High demand for storage on Galaxy-qld

Number of users on Galaxy-qld is growing rapidly, with over 130 new people registered in March. As a result, the server hosts more jobs, and we see a high demand for storage. At the start of the week the storage utilisation was close to 90%, and we asked our users to delete old and unneeded datasets. We have a very good response from active users, but people with dormant / inactive accounts are less cooperative.

Galaxy-qld does not have capacity to store user data for long time. The server is designed for data analysis.

Please download the results as soon as convenient and delete files on Galaxy-qld.

Do not store temporary files or SAM files.

We see users storing original FASTQ files and reads after FASTQ Groomer with the only difference in metadata (fastq vs fastqsanger datatype), files with reads trimmed separately by quality and length, etc. Many aligners keep all reads in alignment, both aligned and unaligned, so users have multiple copies of the same data in different formats.

Introduction to Galaxy workshop at UQ

We run Introduction to Galaxy workshop at IMB, UQ on April 12, 2017, from 2 pm to 4 pm. The venue: Multimedia room 3.141 at QBP. The event is organised for IMB postgraduates and it is fully booked. The workshop is all about data in Galaxy: upload by ftp or ftp client software, move data between histories and Galaxy servers, data import from CloudStor and data libraries.

The slides from the workshop are available for download (link to pdf).

UPDATE Several Firefox Mac users have problems with right-click during the workshop. With external third party mouse put mouse cursor over Save icon; press and keep right button depressed and navigate to the appropriate line in the displayed menu, such as Save Link Location. Release of the right button puts the link into buffer. With touchpad use two fingers touch to display the menu under Save icon. Navigate to the Save Link Location link with two fingers (do not release fingers from the touchpad).

Transcript quantification with Salmon

Recently a very fast tool for transcript quantification from RNA-Seq data, Salmon, was added to Galaxy-qld. The tool counts reads corresponding to transcripts and returns Transcripts per Million (TPM) and estimated number of reads. Salmon is incredibly fast, because it uses hashing / k-mers for estimation of transcript expression instead of traditional read mapping. It can estimate expression on transcript and gene level, if provided with a gene-to-transcript mapping file.

Example of transcript quantification with the new tool is available in Counting reads with Salmon history published on Galaxy-qld. It seems the installed version has a minor bug: in the Gene Quantification output is records transcript names instead of gene names.

FASTQ interlacer and fancy FASTQ format

This is a follow up of the previous post on non-standard FASTQ data.
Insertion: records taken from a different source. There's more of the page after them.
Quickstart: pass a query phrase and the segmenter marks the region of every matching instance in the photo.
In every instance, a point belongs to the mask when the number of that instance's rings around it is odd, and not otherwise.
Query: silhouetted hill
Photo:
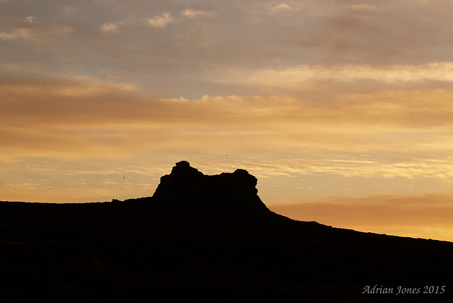
[[[161,178],[149,198],[0,202],[1,297],[159,302],[452,299],[453,243],[292,220],[268,210],[256,185],[256,178],[246,171],[205,176],[183,161]],[[367,293],[367,286],[378,293]],[[398,287],[406,293],[396,295]],[[419,293],[408,294],[409,289]],[[390,290],[393,293],[385,293]]]

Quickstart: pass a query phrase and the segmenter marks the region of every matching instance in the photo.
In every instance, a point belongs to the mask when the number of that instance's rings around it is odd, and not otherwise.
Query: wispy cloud
[[[291,11],[291,9],[292,9],[291,7],[289,5],[287,5],[287,4],[281,3],[280,4],[277,4],[277,5],[275,6],[273,6],[270,8],[270,11],[272,12],[275,13],[275,12],[279,11]]]
[[[170,13],[164,13],[161,16],[155,16],[151,18],[148,18],[148,25],[153,28],[163,28],[169,23],[173,22]]]
[[[292,219],[392,235],[453,241],[451,193],[333,198],[273,205]]]
[[[29,16],[28,17],[25,18],[24,20],[30,23],[34,22],[35,21],[36,21],[36,19],[38,19],[38,17],[33,17],[31,16]]]
[[[103,33],[117,33],[120,27],[117,24],[108,22],[101,25],[99,30]]]
[[[194,18],[200,16],[204,16],[206,17],[214,18],[216,16],[216,13],[212,11],[197,11],[192,8],[186,8],[181,13],[181,14],[188,18]]]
It seems that FASTQ files with different names in the first and third lines are quite common. Unfortunately some tools, such as FASTQ de-interlacer or FASTQ splitter, fail on such FASTQ datasets. Even worse, FASTQ to Tabular also fails on some FASTQ files. As a result, such files files cannot be fixed through FASTQ to Tabular conversion, as described in the previous post. In this situation Regex Find And Replace can be used to replace names in the third line. The simples solution is to have only ‘+’ character in the third line.

The  Regex Find And Replace tool uses Python regular expression, where ‘.’ (dot symbol) is used in expression with meaning ‘any character’, and ‘*’ is used for repetition of a pattern – see Python documentation for additional information.

For example, if names in the third line looks like +SRR12345.xxx length=75, and quality is encoded with +33 offset, than the following expression in Regex Find And Replace will remove all names:

RefExp.png

 

 

Seminar on Galaxy-qld at Griffith Uni

Come to our talk on Galaxy-qld at Griffith University. The seminar is arranged by Amanda Miotto and the Hacky Hour Crew – Griffith.

When: 6th March 2017,  2pm-3pm.
Location: Room 0.05, N13 Environment 2, Nathan Campus, Griffith University.

Title: Galaxy-qld, a local server for genomic research

Galaxy-qld is a public server for analysis of high-throughput sequencing data supported by the Research Computing Centre, UQ and the Queensland Cyber Infrastructure Foundation. Galaxy is a web-based platform for computationally intensive data analysis. It does not require knowledge of IT or programming skills. With a simple registration Galaxy-qld provides an instant access to substantial computational resources and an ample amount of the disk space for data manipulation. Bioinformatic tools available on the server cover popular topics such as RNA-Seq, ChIP-Seq, genome resequencing and variant identification, de novo transcriptome and genome assembly. The talk provides an overview of the latest development of Galaxy-qld and the related resources for genomic research maintained by RCC.

The seminar is aimed for a broad range of biologists interested in analysis of high-throughput sequencing data and does not require knowledge of genomics or programming.

Presentation for the seminar is available as pdf file.